We expanded the concept of the register to allow people not thought to be in the last year of life to record their choices. The acute trust has created a key performance indicator for checking My Care Choices for people admitted to hospital, the mental health trust now offers advance care planning early after a dementia diagnosis. The ambulance trust has access to the register and our next wave of development will open access to care home staff and social care.
We committed resources to a public awareness campaign for My Care Choices, using bus and newspaper advertising, social media, a website, public events and engaging with patient participation groups. Now 0.7% of the local population has a record on the register of their priorities for future care.
The local GP company, owned by the majority of practices in the area, hosts a locally enhanced service for primary care recognising the work of proactive identification of people approaching the end of life.

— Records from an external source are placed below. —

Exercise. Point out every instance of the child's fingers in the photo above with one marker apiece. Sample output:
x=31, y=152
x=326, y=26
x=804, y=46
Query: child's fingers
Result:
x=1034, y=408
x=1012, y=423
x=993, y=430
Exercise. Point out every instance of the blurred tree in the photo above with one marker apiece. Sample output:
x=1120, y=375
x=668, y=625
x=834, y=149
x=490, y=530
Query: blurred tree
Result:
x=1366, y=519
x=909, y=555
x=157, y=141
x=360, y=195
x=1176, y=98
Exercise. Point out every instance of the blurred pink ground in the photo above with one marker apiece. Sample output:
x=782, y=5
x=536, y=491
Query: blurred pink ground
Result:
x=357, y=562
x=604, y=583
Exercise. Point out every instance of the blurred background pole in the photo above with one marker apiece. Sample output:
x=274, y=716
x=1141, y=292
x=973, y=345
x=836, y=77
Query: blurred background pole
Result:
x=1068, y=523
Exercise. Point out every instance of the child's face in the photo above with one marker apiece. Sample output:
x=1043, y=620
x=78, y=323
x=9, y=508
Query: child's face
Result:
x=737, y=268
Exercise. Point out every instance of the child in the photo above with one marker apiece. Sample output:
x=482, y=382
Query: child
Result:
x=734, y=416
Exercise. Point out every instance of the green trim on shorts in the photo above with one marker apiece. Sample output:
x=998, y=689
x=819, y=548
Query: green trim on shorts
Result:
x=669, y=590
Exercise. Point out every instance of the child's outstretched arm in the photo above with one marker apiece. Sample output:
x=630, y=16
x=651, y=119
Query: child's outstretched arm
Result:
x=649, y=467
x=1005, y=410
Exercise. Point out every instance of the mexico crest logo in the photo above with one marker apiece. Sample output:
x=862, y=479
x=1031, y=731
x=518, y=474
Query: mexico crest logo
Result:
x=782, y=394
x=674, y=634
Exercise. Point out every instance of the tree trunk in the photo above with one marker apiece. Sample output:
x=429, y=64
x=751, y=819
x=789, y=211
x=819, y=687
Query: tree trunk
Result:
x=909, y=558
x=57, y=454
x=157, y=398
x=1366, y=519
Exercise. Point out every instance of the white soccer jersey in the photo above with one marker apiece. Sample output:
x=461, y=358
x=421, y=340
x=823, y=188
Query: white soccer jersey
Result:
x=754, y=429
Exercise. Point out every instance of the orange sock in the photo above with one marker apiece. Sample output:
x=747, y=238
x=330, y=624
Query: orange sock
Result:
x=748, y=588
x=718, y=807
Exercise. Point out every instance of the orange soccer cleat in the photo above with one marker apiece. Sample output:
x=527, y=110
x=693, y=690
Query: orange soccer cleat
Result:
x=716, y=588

GP End of Life Champion posts have been created to lead high quality palliative care within the GP hubs.
There is a 24-hour single point of access with a rapid response nursing service for people in crisis at the end of life that receives almost 3,000 calls per month.
Palliative and end of life training across the locality is increasingly integrated, offering clinical staff the opportunity not only to develop their skills in end of life care but also to understand the pressures on clinicians in other organisations and to improve cross boundary communication.
Integrated better care funding has been used to deliver a GSF cross boundary programme involving over 35 care homes, domiciliary care agencies and the mental health trust wards for people living with dementia.
We are currently working with Professor Muir Gray’s team at Triple Value Health Care to develop the first atlas of value in end of life care to drive an integrated population-based commissioning model for the future.
There are challenges to overcome, but there is a developing shared sense of responsibility, and a commitment to work together for the benefit of the population we serve. One year in, the most important lesson has been the importance of building relationships and trust across organisational boundaries.
Time together has been time well spent.